UN AUTO CONFUSO EN SU REDACCIÓN

Por otro lado, puesto en relación este auto con la sentencia del Tribunal de Justicia de la Unión Europea de 26 de marzo de 2019, asuntos acumulados C-70/17 y C-179/17, cuya vista se celebró el día antes, si se declara la abusividad de la cláusula de vencimiento anticipado por impago de cuotas, ¿qué sentido tiene preguntarle al consumidor si quiere que continúe la ejecución o no cuando pueden desde la Audiencia Provincial obligar al juzgador a instar la ejecución por incumplimiento grave de las obligaciones salvo que éstas deriven de una sentencia dictada en un procedimiento declarativo ordinario?

Y la interpretación de «¿incumplimiento grave de las obligaciones» no es un concepto que excede del ámbito funcional de la ejecución? Nos encontraríamos ante una nulidad de actuaciones por falta de competencia funcional ejecutar contratos por incumplimiento grave de obligaciones que no se han determinado previamente en un procedimiento ordinario.
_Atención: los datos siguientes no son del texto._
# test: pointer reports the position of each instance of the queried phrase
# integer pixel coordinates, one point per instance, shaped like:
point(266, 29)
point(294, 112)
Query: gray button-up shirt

En este caso, en la práctica estamos convirtiendo el procedimiento de ejecución en un proceso  declarativo pero con muchas menos garantías procesales para la parte más débil, el consumidor, cuando lo que debería hacerse es lo contrario, que es a lo que se refiere el auto del TJUE.

En definitiva, el auto del Tribunal de Justicia de la Unión Europea resulta tan confuso en su redacción como la sentencia de 26 de marzo de 2019,  y como los juzgadores españoles no pueden interpretar, y mucho menos aplicar en estos términos, les recomiendo que en caso de duda vuelvan a instar la cuestión  prejudicial porque creo que no se le han proporcionado al Tribunal de Justicia de la Unión Europea las informaciones que precisaba para hacer una interpretación en Derecho como es debida.

Señores legisladores: ¿no sería mejor derogar la ejecución hipotecaria y pasar todo al procedimiento ordinario más garantista para todos como están haciendo en la práctica ya muchas entidades bancarias?